3, – La diffusa esposizione delle ragioni di doglianza vale ad evidenziarne, già in sè, l’infondatezza, a parte i pur vistosi profili di inammissibilità che le caratterizzano, nella parte in cui afferiscono a profili di fatto, che, come è risaputo, sono improponibili in questa sede di legittimità.

Ed invero, la decisione impugnata si sottrae ai rilievi critici di parte ricorrente, avendo pienamente ottemperato al dictum del Supremo Collegio, offrendo un percorso motivazionale che da conto della compiuta rivisitazione delle risultanze di causa senza incorrere nei profili di illegittimità e nelle incongruenze motivazionali che avevano dato causa all’annullamento della precedente sentenza di appello.

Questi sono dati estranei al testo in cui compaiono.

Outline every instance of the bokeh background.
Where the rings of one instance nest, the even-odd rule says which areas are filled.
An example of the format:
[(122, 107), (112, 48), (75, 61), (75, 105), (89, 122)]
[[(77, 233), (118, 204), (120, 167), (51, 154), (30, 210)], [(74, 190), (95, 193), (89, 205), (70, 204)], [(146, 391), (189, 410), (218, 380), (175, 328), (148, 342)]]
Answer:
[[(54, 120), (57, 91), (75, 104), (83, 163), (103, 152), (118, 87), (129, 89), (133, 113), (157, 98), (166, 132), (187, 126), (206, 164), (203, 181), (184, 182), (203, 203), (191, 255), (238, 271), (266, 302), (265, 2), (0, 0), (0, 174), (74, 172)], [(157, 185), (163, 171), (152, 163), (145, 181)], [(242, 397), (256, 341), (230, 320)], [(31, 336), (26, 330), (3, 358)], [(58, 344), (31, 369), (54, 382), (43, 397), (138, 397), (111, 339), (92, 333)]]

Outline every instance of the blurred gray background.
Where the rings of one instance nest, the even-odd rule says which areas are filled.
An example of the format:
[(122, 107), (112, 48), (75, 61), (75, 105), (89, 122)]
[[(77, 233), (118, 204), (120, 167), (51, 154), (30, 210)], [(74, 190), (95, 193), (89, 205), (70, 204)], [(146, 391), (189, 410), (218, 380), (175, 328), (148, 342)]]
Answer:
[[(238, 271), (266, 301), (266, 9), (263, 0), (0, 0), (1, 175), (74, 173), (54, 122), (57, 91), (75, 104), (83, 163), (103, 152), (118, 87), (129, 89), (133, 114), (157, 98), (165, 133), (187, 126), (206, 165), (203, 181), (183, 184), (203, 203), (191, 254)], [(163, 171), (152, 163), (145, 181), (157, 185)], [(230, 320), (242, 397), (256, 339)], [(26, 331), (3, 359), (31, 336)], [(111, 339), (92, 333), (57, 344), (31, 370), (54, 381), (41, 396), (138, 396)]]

In particolare, è ineccepibile l’esame critico delle propalazioni del collaboratore di giustizia O., prudentemente vagliate secondo i canoni valutativi fissati da indiscusso insegnamento di questa Corte regolatrice. Ed infatti, ad uno scrupoloso vaglio di credibilità intrinseca, positivamente compiuto anche alla luce di quanto eccepito dalla difesa su asserite ragioni di risentimento del propalante nei confronti dei F., il giudice a qua ha valutato l’attendibilità intrinseca ed estrinseca del narrato accusatorio, apprezzando le risultanze di causa addotte come elementi di conferma nella corretta logica indicata da questo Giudice di legittimità, ossia come dati di mero riscontro e non già come elementi probatori astrattamente dotati di autonoma capacità dimostrativa. Il positivo apprezzamento della piena idoneità delle menzionate emergenze processuali a fungere da momento di conferma costituisce espressione di apprezzamento squisitamente di merito, che, proprio in quanto adeguatamente argomentato, si sottrae al sindacato di questa Corte regolatrice. In siffatta valutazione il giudice a quo non è incorso in alcuna contraddizione o sbavatura in rapporto alla dinamica dei fatti ricostruita dal dichiarante, posto che la riferita presenza dei due F. accanto ad un’autovettura dello stesso tipo di quella usata nell’omicidio è significativa della disponibilità di un automezzo siffatto, da parte loro, poco prima dell’accaduto, senza poter in alcun modo risultare indicativa della diversa collocazione che gli stessi avrebbero poi assunto nel corso dell’impresa omicidiaria: F.G. a bordo di una Peugeot, e F. A. a bordo della Fiat Uno. Nè la presenza, nella prima occasione, di una terza persona che, secondo la versione del collaboratore, non avrebbe poi partecipato alla stessa missione di morte può mai assumere alcun significato o rappresentare elemento di distonia nella ricostruzione della vicenda, non significando ovviamente che quella stessa persona avrebbe poi dovuto, necessariamente, prendere parte all’impresa omicidiaria.

4. – Per quanto precede le censure oggetto d’impugnativa ed i nuovi motivi presentati sono destituiti di fondamento, sicchè il ricorso deve essere rigettato.
P.Q.M.

Rigetta il ricorso.

Testo non ufficiale. La sola stampa del bollettino ufficiale ha carattere legale.